According to Jameco:
Servos are controlled by sending an electrical pulse of variable
width, or pulse width modulation (PWM), through the control wire.
There is a minimum pulse, a maximum pulse, and a repetition rate.
I'm ignorant of the effect of a voltage regulator on pulse width modulation, but based on your experience, I suggest that it is detrimental.
You can confirm this if you have access to an oscilloscope with which to view the pulses directly from the circuit and then again from the output of the regulator. Correction, view the input to the servo without the regulator and then with the regulator.
According to Roger's Hobby Center, a 2S lipo battery, nominally 7.4v will reach voltages as high as 8.4 volts. This moves the concern of 6v deeper into the question.
Another website, pololu.com references "old style" servos as being designed for 6 volts in the form of 4 batteries at 1.5v, while manufacturers are embracing the newer battery chemistry and producing servos which will operate at levels as high as 9 volts.
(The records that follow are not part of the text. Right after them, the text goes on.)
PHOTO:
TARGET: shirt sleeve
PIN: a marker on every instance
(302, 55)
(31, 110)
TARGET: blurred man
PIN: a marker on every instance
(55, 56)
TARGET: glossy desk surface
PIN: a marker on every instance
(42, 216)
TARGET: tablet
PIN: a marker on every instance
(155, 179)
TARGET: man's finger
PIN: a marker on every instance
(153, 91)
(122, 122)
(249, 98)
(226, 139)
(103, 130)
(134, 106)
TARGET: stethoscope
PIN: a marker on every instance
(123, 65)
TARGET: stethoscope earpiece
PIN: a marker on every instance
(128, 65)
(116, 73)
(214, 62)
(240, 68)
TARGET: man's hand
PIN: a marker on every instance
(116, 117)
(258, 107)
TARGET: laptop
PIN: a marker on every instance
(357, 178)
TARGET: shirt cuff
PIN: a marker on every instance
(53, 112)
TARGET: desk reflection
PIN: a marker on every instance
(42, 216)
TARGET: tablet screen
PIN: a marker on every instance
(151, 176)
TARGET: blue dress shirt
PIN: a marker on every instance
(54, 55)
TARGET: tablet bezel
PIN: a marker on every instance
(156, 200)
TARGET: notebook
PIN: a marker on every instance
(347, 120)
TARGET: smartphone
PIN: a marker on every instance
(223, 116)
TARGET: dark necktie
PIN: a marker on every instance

Additional research (the data sheets for this model servo) show that it is designed to take 4.8 to 7.2 volts. The full charge voltage of 8.4 will cause the servo to run a bit faster, but I don't believe there will be long term effects, as the voltage will drop into the nominal range in short order.
Another piece of information I gathered somewhat indicates that a regulator will (or should) work, but it has to have the current capacity to handle the servo. I missed that figure in my research. This led to me discovering a caution that your circuits should have a common ground. If you don't have a common ground, your answer may lie there.